I've been gradually realizing just how important it is to presume our ideological and political opponents to be motivated by pursuit of the good and true. Of course, in some cases the presumption is false, but likewise sometimes our co-partisans--and we ourselves--are motivated badly.
Here's a psychological advantage of making this presumption. If we lose out to our opponents (say, in the polis, in a department meeting, etc.), it's much less depressing when we see it as nonetheless a kind of victory for the true and the good--for we presume that the desire for the true and the good is what energized our opponents in their victory, what made them persevere, what made them win support.

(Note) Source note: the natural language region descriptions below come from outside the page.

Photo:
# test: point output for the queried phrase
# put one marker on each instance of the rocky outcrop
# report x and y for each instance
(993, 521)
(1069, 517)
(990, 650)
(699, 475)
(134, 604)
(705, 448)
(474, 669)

It may seem not in keeping with a Christian view of this world as fallen to make this presumption. But at the same time, while this world is fallen, Christ's grace is widespread. And wherever people are moved by the true and the good, there is a likelihood that grace is at work. In fact, it is precisely the fact that the world is fallen that makes it likely that grace is at work where the pursuit of the true and the good energizes people.
None of this minimizes the importance of energetic disagreement when needed. If Fred and Sid disagree on which of two ropes to throw the drowning man, and Sid with great energy carries the day and throws the rotten rope to the drowning man, although Fred can see it as a kind of victory for the good in that Sid was being driven by the good, nonetheless the drowning man is likely to drown. So the presumption that our opponents are motivated rightly is fully compatible with resisting them respectfully to the best of our ability. Indeed, the very fact that Sid is pursuing the good is a reason for Fred resist Sid's mistaken choice of rope, so as to save Sid from an action that does not in fact achieve what Sid wants it to achieve.
Suppose it's granted that the presumption is helpful. But what justifies the presumption? Is it justified merely pragmatically? I don't think so. I think there is a general presumption that things are working rightly, a presumption that we should minimize the attribution of malfunction. (This general presumption may be what keeps us from scepticism, what makes it appropriate to trust in our senses and our fellows' testimony.) And it is a lesser defect to be wrong about the means than about the ends.